In Los Angeles County, Keck Medical Center of USC had indicated to Coleman that the process could take up to six months, but it wasn’t until last August — more than a year and a half after his initial orientation — that he was first told he was too “high risk” to be a transplant candidate at that time, although the center said it could reconsider if he took some additional steps.

Keck said it had reached out to ask Coleman for needed records before the August decision. But Coleman said he hadn’t been asked to provide specific documents until that fall and complained, “I have lost over a year during this tenuous period in my life.”

The 73-year-old also disputed Keck’s claims about his medical condition, pointing to information in the facility’s records.

Frustrated, Coleman turned to another program for help. Roughly five months after he was connected to Providence St. Joseph, he was eagerly anticipating its decision on whether he could join the waitlist.

Then he was thwarted again — this time by his health insurance company. It said the Providence transplant center was not in its network, despite having initially authorized Coleman to go to that hospital.

Closing racial gaps

Across the country, the wait-listing rate fell after the rollout of key changes to the kidney allocation system, researchers have found. Among them: Waiting time is now calculated based on when patients started dialysis, not on when they got onto the waitlist.

The changes have been credited with closing gaps between Black, Latino and white patients getting transplants once they’re on the waitlist, but researchers have suggested they may have lessened the sense of urgency to wait-list patients who just started dialysis.
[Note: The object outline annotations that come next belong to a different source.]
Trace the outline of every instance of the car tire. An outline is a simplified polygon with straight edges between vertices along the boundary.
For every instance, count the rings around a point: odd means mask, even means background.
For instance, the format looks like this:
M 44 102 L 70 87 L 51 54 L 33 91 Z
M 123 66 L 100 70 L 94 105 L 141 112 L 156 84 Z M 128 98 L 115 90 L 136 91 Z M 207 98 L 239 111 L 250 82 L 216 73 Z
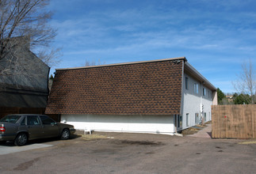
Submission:
M 61 133 L 60 139 L 66 140 L 69 139 L 71 137 L 71 132 L 68 129 L 64 129 Z
M 28 135 L 25 133 L 20 133 L 17 135 L 14 140 L 14 145 L 21 146 L 25 146 L 28 142 Z

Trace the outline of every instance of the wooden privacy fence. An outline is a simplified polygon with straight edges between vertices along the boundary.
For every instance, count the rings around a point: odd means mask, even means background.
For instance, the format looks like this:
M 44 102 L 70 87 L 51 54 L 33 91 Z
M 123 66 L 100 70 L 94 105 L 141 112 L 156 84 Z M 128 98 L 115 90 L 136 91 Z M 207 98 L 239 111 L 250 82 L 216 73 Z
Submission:
M 212 106 L 212 138 L 256 138 L 256 104 Z

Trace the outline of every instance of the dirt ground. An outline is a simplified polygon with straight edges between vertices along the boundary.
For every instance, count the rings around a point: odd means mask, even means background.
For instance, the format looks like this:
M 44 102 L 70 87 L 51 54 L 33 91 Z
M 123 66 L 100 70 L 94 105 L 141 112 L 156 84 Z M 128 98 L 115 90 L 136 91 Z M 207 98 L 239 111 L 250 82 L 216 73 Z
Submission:
M 91 135 L 78 134 L 67 141 L 31 142 L 53 146 L 1 155 L 0 171 L 69 174 L 254 173 L 256 143 L 248 143 L 254 141 L 94 132 Z

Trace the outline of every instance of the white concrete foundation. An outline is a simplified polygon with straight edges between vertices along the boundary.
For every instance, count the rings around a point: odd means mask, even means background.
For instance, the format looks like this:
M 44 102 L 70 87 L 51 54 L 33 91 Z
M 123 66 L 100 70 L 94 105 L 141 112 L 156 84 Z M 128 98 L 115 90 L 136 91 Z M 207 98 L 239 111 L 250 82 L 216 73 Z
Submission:
M 61 122 L 77 130 L 174 134 L 173 115 L 61 115 Z

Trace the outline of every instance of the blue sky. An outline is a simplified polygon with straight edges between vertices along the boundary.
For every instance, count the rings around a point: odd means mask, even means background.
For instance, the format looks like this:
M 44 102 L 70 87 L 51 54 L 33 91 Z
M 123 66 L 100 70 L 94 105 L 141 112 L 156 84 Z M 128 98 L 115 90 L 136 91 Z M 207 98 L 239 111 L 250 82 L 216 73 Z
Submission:
M 52 0 L 61 62 L 83 66 L 185 56 L 224 93 L 250 59 L 256 69 L 256 1 Z

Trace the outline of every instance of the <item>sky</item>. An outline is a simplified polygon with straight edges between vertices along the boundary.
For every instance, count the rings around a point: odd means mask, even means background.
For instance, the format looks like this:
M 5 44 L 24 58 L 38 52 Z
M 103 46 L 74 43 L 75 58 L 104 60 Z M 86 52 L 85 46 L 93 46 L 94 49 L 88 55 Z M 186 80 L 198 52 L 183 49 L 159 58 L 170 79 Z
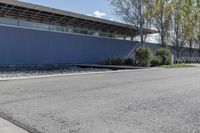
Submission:
M 19 0 L 56 9 L 80 13 L 93 17 L 123 22 L 115 15 L 108 0 Z M 156 42 L 157 35 L 148 37 L 147 42 Z M 136 38 L 139 40 L 139 38 Z
M 120 19 L 114 14 L 112 7 L 110 6 L 107 0 L 20 0 L 20 1 L 76 12 L 98 18 L 120 21 Z

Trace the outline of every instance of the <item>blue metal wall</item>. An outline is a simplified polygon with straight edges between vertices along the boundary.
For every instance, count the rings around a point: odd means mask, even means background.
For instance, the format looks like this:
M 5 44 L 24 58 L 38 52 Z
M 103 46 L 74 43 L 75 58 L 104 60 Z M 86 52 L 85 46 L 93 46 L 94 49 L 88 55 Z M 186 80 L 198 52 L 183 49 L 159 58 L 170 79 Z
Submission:
M 0 64 L 100 63 L 136 42 L 0 26 Z

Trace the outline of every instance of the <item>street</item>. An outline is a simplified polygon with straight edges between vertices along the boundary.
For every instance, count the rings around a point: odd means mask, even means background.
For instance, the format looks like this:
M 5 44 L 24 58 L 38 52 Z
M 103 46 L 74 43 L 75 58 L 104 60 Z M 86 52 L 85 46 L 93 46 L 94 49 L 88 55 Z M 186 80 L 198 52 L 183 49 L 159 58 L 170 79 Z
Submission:
M 0 117 L 32 133 L 199 133 L 200 67 L 0 81 Z

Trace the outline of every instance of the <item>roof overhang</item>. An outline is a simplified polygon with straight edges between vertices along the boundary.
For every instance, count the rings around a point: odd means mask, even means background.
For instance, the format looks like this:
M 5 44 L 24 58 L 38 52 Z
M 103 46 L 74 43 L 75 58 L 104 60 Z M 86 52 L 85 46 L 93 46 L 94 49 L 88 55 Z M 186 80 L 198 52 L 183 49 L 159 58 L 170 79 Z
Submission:
M 128 24 L 20 2 L 17 0 L 0 0 L 0 17 L 18 18 L 62 26 L 70 25 L 73 27 L 127 36 L 137 36 L 139 33 L 137 27 Z M 145 29 L 144 32 L 145 34 L 155 33 L 154 30 L 149 29 Z

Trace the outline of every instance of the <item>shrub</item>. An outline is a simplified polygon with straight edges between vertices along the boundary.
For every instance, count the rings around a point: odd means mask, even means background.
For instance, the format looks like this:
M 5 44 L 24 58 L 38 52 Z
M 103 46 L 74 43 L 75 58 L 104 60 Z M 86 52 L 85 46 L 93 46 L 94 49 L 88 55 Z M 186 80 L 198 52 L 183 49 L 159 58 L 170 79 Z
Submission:
M 155 66 L 159 66 L 162 64 L 162 59 L 160 56 L 154 56 L 152 61 L 151 61 L 151 66 L 155 67 Z
M 156 56 L 160 56 L 163 65 L 169 65 L 171 62 L 171 51 L 168 48 L 158 48 Z
M 150 48 L 138 47 L 135 49 L 135 59 L 140 65 L 147 65 L 153 58 Z

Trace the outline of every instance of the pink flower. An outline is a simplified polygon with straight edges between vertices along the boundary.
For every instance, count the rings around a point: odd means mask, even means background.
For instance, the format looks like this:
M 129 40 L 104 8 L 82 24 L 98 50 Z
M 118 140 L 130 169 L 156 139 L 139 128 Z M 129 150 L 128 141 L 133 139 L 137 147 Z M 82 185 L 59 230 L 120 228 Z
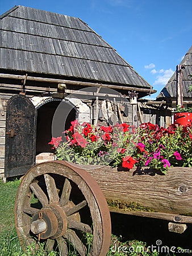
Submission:
M 128 155 L 123 158 L 122 166 L 128 169 L 132 169 L 136 162 L 136 160 L 133 159 L 132 156 Z
M 54 147 L 57 147 L 61 141 L 62 141 L 62 136 L 57 138 L 52 137 L 51 141 L 48 144 L 53 145 Z
M 160 157 L 160 151 L 156 151 L 154 153 L 154 158 L 156 159 L 159 159 Z
M 173 155 L 176 156 L 177 160 L 182 159 L 182 157 L 181 156 L 180 153 L 179 153 L 178 151 L 174 152 Z
M 85 147 L 86 145 L 89 143 L 79 133 L 75 133 L 73 137 L 77 142 L 78 146 L 81 146 L 82 147 Z
M 149 156 L 148 158 L 148 159 L 147 160 L 147 161 L 145 162 L 145 166 L 147 166 L 151 162 L 151 161 L 153 159 L 153 158 L 152 156 Z
M 168 159 L 162 159 L 161 160 L 161 162 L 164 164 L 164 167 L 166 168 L 170 167 L 170 163 Z
M 137 145 L 141 147 L 143 147 L 143 148 L 144 148 L 145 147 L 145 145 L 144 145 L 144 144 L 143 144 L 141 142 L 139 142 L 137 143 Z

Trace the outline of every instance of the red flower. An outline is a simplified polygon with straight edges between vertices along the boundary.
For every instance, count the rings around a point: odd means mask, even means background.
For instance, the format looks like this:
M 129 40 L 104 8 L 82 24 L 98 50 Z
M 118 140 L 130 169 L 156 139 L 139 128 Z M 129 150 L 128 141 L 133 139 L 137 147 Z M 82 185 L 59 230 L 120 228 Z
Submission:
M 100 128 L 101 131 L 105 131 L 105 133 L 112 133 L 112 128 L 111 126 L 101 126 Z
M 69 131 L 71 131 L 72 133 L 73 133 L 74 132 L 74 129 L 73 129 L 73 126 L 72 125 L 71 125 L 70 126 L 70 128 L 68 130 L 66 130 L 65 133 L 67 133 Z
M 122 148 L 122 147 L 119 147 L 117 149 L 117 151 L 118 153 L 120 153 L 120 154 L 123 154 L 126 151 L 126 148 Z
M 103 139 L 103 141 L 109 141 L 111 139 L 111 136 L 108 133 L 106 133 L 102 135 L 101 138 Z
M 83 132 L 85 137 L 87 137 L 92 131 L 92 128 L 89 127 L 86 127 L 84 128 Z
M 98 139 L 98 137 L 97 137 L 94 134 L 91 134 L 90 135 L 89 138 L 92 142 L 94 142 L 94 141 L 97 141 L 97 139 Z
M 122 166 L 128 169 L 132 169 L 136 162 L 136 160 L 134 160 L 132 157 L 128 155 L 123 158 Z
M 59 145 L 59 143 L 61 141 L 62 141 L 62 136 L 57 138 L 52 137 L 51 142 L 49 142 L 48 144 L 53 145 L 54 147 L 57 147 Z
M 77 142 L 77 146 L 81 146 L 82 147 L 85 147 L 88 142 L 79 133 L 74 133 L 73 135 L 73 138 Z
M 119 126 L 122 127 L 123 129 L 123 132 L 126 133 L 126 131 L 129 130 L 128 127 L 130 126 L 128 125 L 127 125 L 127 123 L 122 123 L 121 125 L 120 125 Z

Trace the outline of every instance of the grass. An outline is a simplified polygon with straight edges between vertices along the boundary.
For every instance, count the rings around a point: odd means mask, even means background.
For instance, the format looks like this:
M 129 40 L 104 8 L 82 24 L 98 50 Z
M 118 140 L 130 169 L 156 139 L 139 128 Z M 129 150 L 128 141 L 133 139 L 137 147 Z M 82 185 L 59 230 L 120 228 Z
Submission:
M 17 236 L 15 228 L 14 206 L 15 198 L 19 183 L 19 180 L 9 181 L 6 183 L 3 183 L 0 180 L 0 256 L 31 256 L 32 255 L 44 256 L 45 252 L 43 249 L 40 247 L 36 251 L 34 245 L 32 244 L 28 246 L 24 252 Z M 124 226 L 123 228 L 120 227 L 120 232 L 122 232 L 122 229 L 126 229 L 126 228 Z M 150 251 L 150 250 L 146 251 L 148 246 L 145 242 L 136 240 L 127 241 L 120 235 L 118 236 L 112 235 L 111 244 L 111 247 L 107 256 L 175 255 L 174 253 L 162 254 L 157 251 Z M 136 253 L 138 248 L 139 249 L 140 248 L 139 250 L 139 250 Z M 49 252 L 47 255 L 47 256 L 59 256 L 58 253 L 55 251 Z M 192 254 L 180 253 L 180 255 Z M 74 253 L 69 254 L 69 256 L 76 255 L 77 254 Z

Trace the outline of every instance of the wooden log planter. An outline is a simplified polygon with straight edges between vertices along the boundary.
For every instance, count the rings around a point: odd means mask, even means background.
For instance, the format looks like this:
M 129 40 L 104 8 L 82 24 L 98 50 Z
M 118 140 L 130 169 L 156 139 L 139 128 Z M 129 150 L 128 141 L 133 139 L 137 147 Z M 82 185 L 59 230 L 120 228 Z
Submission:
M 69 241 L 81 255 L 104 256 L 110 242 L 109 210 L 166 220 L 170 231 L 183 232 L 192 223 L 192 168 L 170 168 L 164 175 L 65 161 L 37 164 L 19 187 L 16 228 L 24 245 L 38 238 L 64 255 Z M 80 232 L 91 236 L 88 248 Z

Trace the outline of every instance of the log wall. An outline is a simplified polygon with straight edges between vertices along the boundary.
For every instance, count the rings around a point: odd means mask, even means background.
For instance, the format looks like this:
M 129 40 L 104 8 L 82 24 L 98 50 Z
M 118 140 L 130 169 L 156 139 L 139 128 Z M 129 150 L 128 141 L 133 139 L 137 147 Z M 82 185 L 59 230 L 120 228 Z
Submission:
M 192 168 L 170 168 L 165 175 L 146 168 L 118 171 L 108 166 L 80 167 L 91 175 L 107 199 L 137 203 L 152 213 L 192 216 Z

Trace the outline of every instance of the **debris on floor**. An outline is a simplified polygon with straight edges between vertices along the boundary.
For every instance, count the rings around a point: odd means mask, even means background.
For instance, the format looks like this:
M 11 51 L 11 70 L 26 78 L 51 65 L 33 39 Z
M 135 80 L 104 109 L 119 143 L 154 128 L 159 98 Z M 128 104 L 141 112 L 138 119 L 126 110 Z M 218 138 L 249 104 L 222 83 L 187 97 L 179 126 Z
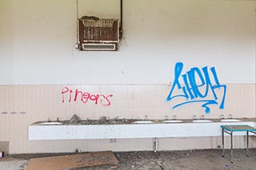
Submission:
M 103 164 L 117 164 L 110 151 L 30 159 L 27 170 L 57 170 Z

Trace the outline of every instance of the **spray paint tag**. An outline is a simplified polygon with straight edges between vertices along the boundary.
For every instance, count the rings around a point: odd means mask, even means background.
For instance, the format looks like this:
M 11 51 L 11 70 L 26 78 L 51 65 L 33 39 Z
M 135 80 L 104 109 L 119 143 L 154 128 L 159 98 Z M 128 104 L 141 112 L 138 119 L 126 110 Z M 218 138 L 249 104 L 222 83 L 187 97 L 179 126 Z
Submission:
M 4 155 L 4 152 L 0 151 L 0 158 L 1 158 L 1 157 L 3 157 L 3 155 Z

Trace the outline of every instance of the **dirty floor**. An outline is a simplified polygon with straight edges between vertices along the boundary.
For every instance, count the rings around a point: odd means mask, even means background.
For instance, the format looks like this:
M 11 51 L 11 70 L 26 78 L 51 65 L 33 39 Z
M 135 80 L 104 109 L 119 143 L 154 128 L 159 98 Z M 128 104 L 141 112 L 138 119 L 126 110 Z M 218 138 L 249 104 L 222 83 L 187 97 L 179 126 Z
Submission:
M 118 164 L 110 164 L 65 170 L 114 170 L 114 169 L 256 169 L 256 149 L 250 149 L 249 157 L 244 149 L 234 151 L 234 164 L 230 163 L 230 152 L 225 157 L 220 149 L 178 152 L 114 152 Z M 70 153 L 69 153 L 70 154 Z M 59 156 L 58 154 L 9 155 L 0 159 L 0 169 L 25 170 L 30 158 Z

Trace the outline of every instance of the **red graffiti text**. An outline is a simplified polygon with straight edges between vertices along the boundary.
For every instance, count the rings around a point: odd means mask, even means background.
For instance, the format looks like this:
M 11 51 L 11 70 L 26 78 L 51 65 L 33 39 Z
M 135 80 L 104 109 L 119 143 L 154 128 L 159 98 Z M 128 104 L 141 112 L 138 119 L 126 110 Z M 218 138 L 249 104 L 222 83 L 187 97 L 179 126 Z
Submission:
M 69 87 L 64 87 L 62 91 L 62 102 L 67 99 L 68 102 L 80 101 L 86 104 L 88 101 L 94 101 L 97 105 L 101 104 L 104 106 L 109 106 L 111 105 L 110 99 L 113 97 L 113 94 L 105 96 L 103 94 L 90 94 L 87 92 L 82 92 L 78 89 L 73 91 Z

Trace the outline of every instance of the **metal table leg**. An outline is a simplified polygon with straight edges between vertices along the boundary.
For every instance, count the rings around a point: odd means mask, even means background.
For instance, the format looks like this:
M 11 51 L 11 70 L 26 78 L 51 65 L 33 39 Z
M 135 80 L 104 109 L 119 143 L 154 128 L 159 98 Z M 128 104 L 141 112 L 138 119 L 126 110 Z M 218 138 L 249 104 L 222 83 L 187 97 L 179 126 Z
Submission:
M 249 146 L 249 131 L 246 131 L 246 156 L 249 156 L 248 146 Z
M 231 163 L 233 164 L 233 132 L 230 132 L 230 142 L 231 142 Z
M 224 128 L 222 128 L 222 157 L 224 157 Z

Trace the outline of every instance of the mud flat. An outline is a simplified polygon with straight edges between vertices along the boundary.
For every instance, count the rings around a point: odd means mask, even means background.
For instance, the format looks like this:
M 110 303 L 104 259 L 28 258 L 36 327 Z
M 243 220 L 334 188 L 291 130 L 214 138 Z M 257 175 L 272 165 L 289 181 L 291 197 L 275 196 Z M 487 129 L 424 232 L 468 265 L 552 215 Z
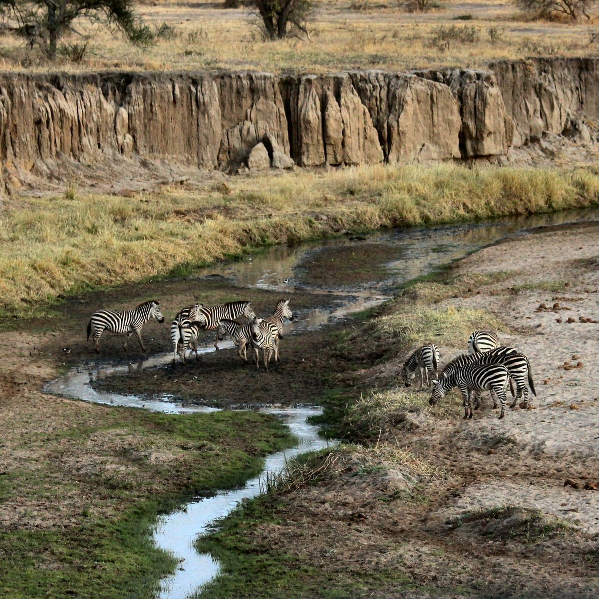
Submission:
M 378 357 L 334 377 L 346 387 L 338 412 L 328 409 L 333 426 L 341 421 L 346 438 L 359 437 L 362 446 L 344 450 L 343 467 L 328 476 L 226 521 L 209 542 L 221 558 L 228 552 L 228 576 L 202 597 L 234 597 L 242 588 L 252 596 L 247 558 L 235 550 L 247 551 L 246 543 L 281 561 L 270 580 L 289 596 L 306 595 L 291 590 L 286 568 L 311 573 L 302 588 L 314 596 L 326 588 L 352 597 L 597 597 L 598 256 L 597 223 L 531 229 L 461 260 L 440 285 L 409 288 L 353 332 L 341 353 L 350 361 L 377 346 Z M 482 309 L 494 319 L 501 342 L 532 364 L 531 409 L 508 410 L 499 420 L 487 399 L 464 421 L 455 392 L 432 409 L 426 389 L 405 393 L 400 367 L 412 347 L 398 354 L 397 337 L 377 337 L 377 322 L 418 306 Z M 465 348 L 466 337 L 461 347 L 433 338 L 442 362 Z M 387 413 L 369 436 L 367 419 L 347 410 L 373 389 Z M 233 556 L 241 567 L 230 565 Z

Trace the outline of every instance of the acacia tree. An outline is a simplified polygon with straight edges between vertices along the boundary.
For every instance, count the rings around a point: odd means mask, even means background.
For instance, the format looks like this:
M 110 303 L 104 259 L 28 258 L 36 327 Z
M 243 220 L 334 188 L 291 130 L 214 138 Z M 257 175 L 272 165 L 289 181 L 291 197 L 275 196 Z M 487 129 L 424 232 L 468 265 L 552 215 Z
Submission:
M 591 19 L 590 11 L 596 4 L 595 0 L 516 0 L 516 4 L 523 10 L 529 10 L 539 14 L 565 14 L 573 20 L 581 15 Z
M 313 0 L 252 0 L 270 40 L 282 40 L 301 32 L 307 37 L 306 21 L 314 11 Z
M 15 23 L 12 31 L 29 41 L 38 43 L 53 60 L 59 40 L 78 17 L 84 16 L 120 31 L 130 41 L 147 44 L 152 40 L 149 28 L 133 10 L 133 0 L 0 0 L 0 11 Z

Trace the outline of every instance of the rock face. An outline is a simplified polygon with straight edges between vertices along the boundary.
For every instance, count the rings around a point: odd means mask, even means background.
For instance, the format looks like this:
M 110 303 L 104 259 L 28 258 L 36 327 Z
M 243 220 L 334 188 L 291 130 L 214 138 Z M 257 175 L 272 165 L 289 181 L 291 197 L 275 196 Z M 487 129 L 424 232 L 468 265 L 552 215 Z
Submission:
M 4 73 L 0 188 L 99 165 L 116 176 L 132 164 L 234 171 L 254 153 L 265 168 L 265 152 L 268 168 L 290 168 L 495 159 L 547 134 L 586 145 L 598 90 L 594 59 L 326 75 Z

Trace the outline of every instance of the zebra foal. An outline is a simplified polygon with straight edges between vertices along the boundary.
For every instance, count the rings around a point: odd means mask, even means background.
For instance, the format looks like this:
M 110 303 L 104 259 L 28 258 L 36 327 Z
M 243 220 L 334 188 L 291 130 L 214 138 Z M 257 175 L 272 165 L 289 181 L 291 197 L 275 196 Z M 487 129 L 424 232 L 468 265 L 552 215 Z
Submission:
M 468 353 L 483 353 L 498 347 L 499 339 L 493 331 L 475 331 L 468 338 Z
M 256 370 L 260 368 L 260 350 L 264 358 L 264 367 L 268 370 L 268 362 L 274 352 L 274 334 L 271 323 L 265 323 L 264 319 L 254 318 L 250 321 L 252 330 L 252 349 Z
M 126 333 L 127 339 L 123 349 L 126 350 L 129 338 L 134 334 L 141 346 L 141 350 L 146 351 L 141 339 L 141 328 L 151 319 L 158 322 L 164 322 L 164 316 L 158 307 L 159 302 L 146 301 L 140 304 L 133 310 L 122 312 L 113 312 L 108 310 L 101 310 L 94 312 L 87 324 L 87 341 L 93 331 L 93 343 L 96 352 L 99 352 L 99 341 L 104 331 L 112 333 Z
M 404 379 L 404 385 L 406 387 L 412 385 L 416 377 L 416 371 L 420 369 L 420 386 L 424 386 L 423 374 L 426 376 L 426 386 L 430 387 L 431 383 L 428 375 L 431 379 L 437 374 L 439 367 L 439 350 L 434 343 L 426 343 L 422 347 L 419 347 L 406 361 L 401 374 Z
M 503 364 L 466 364 L 456 368 L 450 374 L 432 382 L 432 392 L 428 403 L 434 406 L 454 387 L 459 389 L 464 400 L 464 418 L 471 418 L 472 405 L 470 402 L 473 391 L 491 391 L 497 395 L 501 404 L 501 420 L 505 415 L 506 388 L 510 379 L 507 368 Z

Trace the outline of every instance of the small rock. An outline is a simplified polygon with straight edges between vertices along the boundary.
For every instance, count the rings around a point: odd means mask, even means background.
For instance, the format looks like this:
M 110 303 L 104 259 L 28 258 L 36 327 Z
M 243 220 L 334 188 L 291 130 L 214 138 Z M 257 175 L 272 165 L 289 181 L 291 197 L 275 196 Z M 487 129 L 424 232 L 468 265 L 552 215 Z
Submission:
M 570 485 L 573 489 L 580 489 L 580 486 L 573 479 L 566 479 L 564 482 L 564 486 Z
Danovitch, asked about the decline in wait-listing, said there could be a greater proportion of people who have too many medical problems to undergo transplant. Schold disagreed, saying that although the precise number of kidney patients eligible for transplant is unknown, there is clear evidence that eligible patients are being bypassed.

Mohan argued that because the regulatory system has monitored transplant centers for getting the best outcomes after an organ is transplanted, but never tracked how many patients are shut out from the waitlist, the system has grown increasingly selective, focused on delivering the best results to the lucky few who are wait-listed and chosen for transplant, rather than maximizing the benefits for as many patients as possible.

At the same time, more donated kidneys are not being used. UNOS researchers previously found that much of the rise in discards over decades is due to an expanded pool of kidney donors, but the results also suggested that “a significant number of opportunities for kidney transplant are missed.”